At this stage, the minister has not released a formal media statement on the impact of the changes to international students.
Indirectly, fewer international students will be eligible for the upcoming TSS visa than for the 457 skilled worker visa program, as the upcoming scheme requires applicants have a higher level of English, a minimum two years’ work experience in their skilled occupation, and the list of eligible occupations will also be reduced.
The move remains in line with the Australian government’s efforts to separate ties between its overseas study visa program and skilled migration, after concerns of widespread fraud at the turn of the decade.
“It is a very responsive approach, but the fundamental difference is, it is focused relentlessly on the national interest and on ensuring that temporary migration visas are not a passport for foreigners to take up jobs that could and should be filled by Australians,” said Turnbull.
But educators aired their concerns that any changes could have a mild dampening effect on student enrolments.
“While the reforms do not have a direct relationship to education, international students do consider future employment opportunities in choosing study destinations,” ACPET chief executive Rod Camm said in a statement.

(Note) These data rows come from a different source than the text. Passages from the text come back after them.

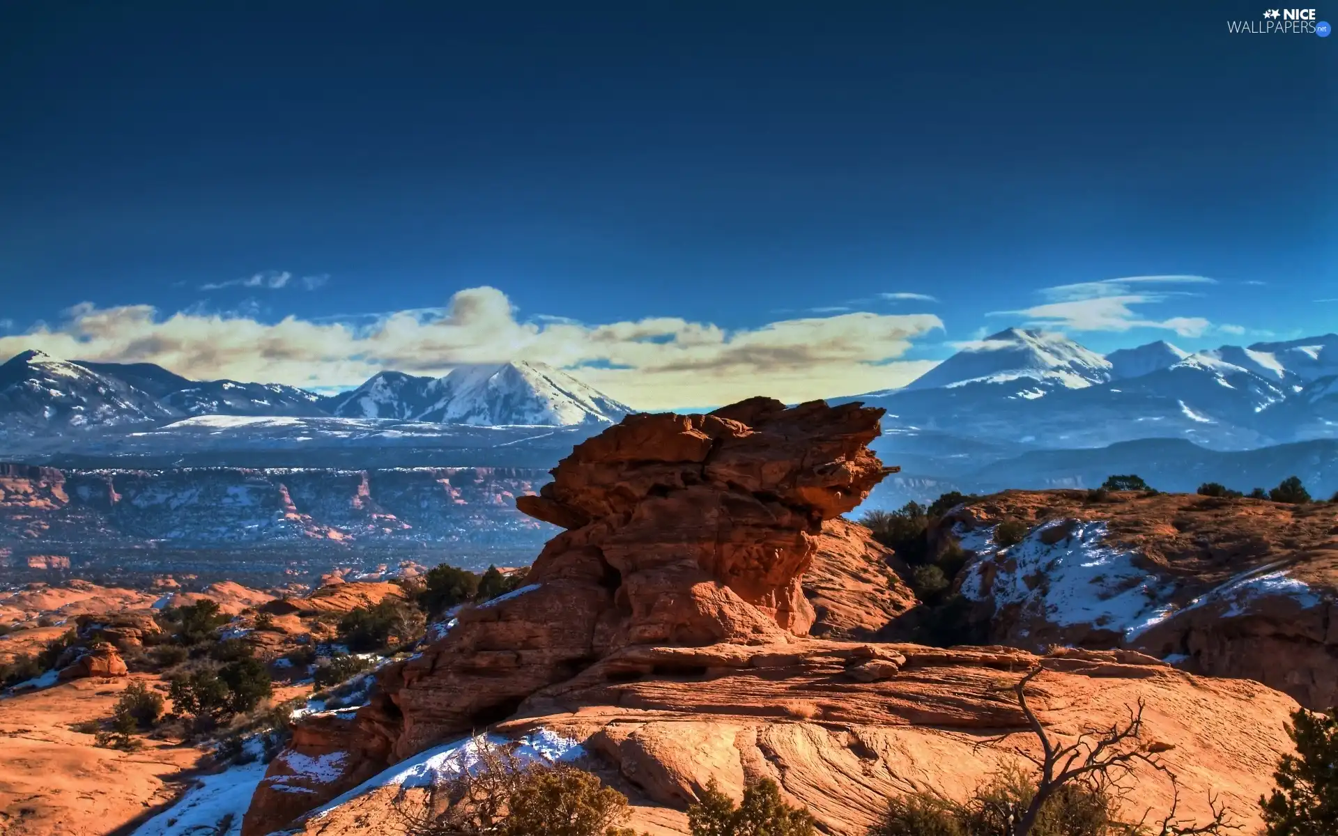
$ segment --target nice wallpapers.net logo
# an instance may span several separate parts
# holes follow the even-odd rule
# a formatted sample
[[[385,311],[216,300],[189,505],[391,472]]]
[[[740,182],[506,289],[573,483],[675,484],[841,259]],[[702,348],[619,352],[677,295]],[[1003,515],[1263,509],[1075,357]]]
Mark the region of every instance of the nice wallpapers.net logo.
[[[1315,9],[1264,9],[1260,20],[1228,20],[1232,35],[1318,35],[1329,37],[1333,27]]]

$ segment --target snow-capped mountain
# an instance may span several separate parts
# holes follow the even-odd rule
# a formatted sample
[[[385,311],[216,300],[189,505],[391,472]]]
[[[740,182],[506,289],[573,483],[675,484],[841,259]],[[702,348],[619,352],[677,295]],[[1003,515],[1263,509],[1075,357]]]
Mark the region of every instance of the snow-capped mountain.
[[[1105,358],[1111,364],[1111,377],[1127,380],[1168,369],[1188,356],[1189,352],[1176,348],[1165,340],[1157,340],[1137,348],[1121,348],[1111,352]]]
[[[464,365],[434,381],[417,416],[440,424],[611,424],[632,408],[543,362]]]
[[[542,362],[463,365],[444,377],[381,372],[330,399],[340,417],[502,427],[611,424],[632,409]]]
[[[23,352],[0,365],[0,423],[7,431],[59,432],[171,416],[158,399],[123,380],[41,352]]]
[[[1026,381],[1082,389],[1111,380],[1109,360],[1064,337],[1009,328],[963,348],[906,387],[955,388]]]
[[[413,420],[435,403],[428,393],[435,380],[404,372],[377,372],[359,388],[325,399],[325,408],[337,417]]]
[[[1338,336],[1187,354],[1153,342],[1101,357],[1065,337],[1009,329],[903,389],[860,400],[888,411],[883,445],[1105,447],[1176,437],[1247,449],[1338,435]],[[888,451],[895,455],[894,451]]]

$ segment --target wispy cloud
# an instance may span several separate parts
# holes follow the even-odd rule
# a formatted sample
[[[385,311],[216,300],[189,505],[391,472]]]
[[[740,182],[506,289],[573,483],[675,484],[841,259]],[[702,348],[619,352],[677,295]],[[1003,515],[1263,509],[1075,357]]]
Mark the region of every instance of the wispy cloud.
[[[937,302],[938,300],[927,293],[879,293],[878,298],[888,300],[892,302]]]
[[[468,362],[541,360],[641,409],[720,404],[751,395],[803,401],[898,387],[934,361],[903,360],[943,322],[933,314],[852,312],[725,329],[678,317],[581,324],[518,320],[495,288],[455,293],[444,309],[344,321],[149,305],[78,305],[63,322],[0,336],[0,356],[158,362],[190,377],[349,387],[383,369],[442,375]]]
[[[1133,328],[1160,328],[1181,337],[1200,337],[1212,328],[1203,317],[1169,317],[1152,320],[1135,312],[1137,305],[1164,302],[1184,292],[1156,289],[1156,285],[1215,285],[1206,276],[1127,276],[1092,282],[1056,285],[1041,290],[1049,300],[1042,305],[1021,310],[994,310],[986,316],[1026,317],[1028,325],[1060,330],[1112,330]]]
[[[325,273],[294,277],[288,270],[264,270],[253,273],[245,278],[234,278],[225,282],[207,282],[199,286],[201,290],[222,290],[223,288],[260,288],[265,290],[282,290],[284,288],[302,288],[316,290],[329,281]]]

“Any perceived tightening of migration conditions may discourage some students from choosing Australia as their study destination,” he added.
While the abolition of the 457 visa system has caused anxiety among students, the number of student visa holders moving to a 457 visa has been gradually decreasing over the past three years.
Since 2012/13, the number of student visa holders who moved onto a 457 visa shrunk by almost 35% to 11,696 in 2015/16, despite student numbers hitting a record 554,179 in 2016.
Conversely, the post-study work stream of the 485 temporary graduate visa, which provides up to four years work depending on level of qualification completed, saw a marked increased in 2015/16, more than doubling from 9,400 to 21,300 from the previous year.
It is unclear if the removal of the 457 visa could mean fewer international students move in the opposite direction, converting from a temporary skilled worker visa to a student visa, as DIBP does not publicly provide those figures, but Honeywood estimated the numbers would be low.
“Australia has a competitive advantage right now amidst uncertainty in many other parts of the world – we need to safeguard that advantage and not undermine it in any way”
Meanwhile, Universities Australia also expressed concern the TSS could affect Australia’s university system and prevent them from recruiting “the best and brightest minds from around the world.”
In particular, UA said the work experience requirement would prevent universities from recruiting recent PhD graduates and also requested university lecturers and tutors be restored to the medium term skills list.
“Australia has a competitive advantage right now amidst uncertainty in many other parts of the world – we need to safeguard that advantage and not undermine it in any way,” UA chief executive Belinda Robinson said in a statement.
“The ability of our universities to bring brilliant minds into Australia is crucial to the global research collaborations that will help us to create new jobs and new industries for Australians.”
Immigration minister Peter Dutton subsequently vowed to take a broad view of what constitutes work experience, with his office telling the Australian Financial Review experience may vary depending on occupation, “such as research and teaching experience accumulated by PhDs.”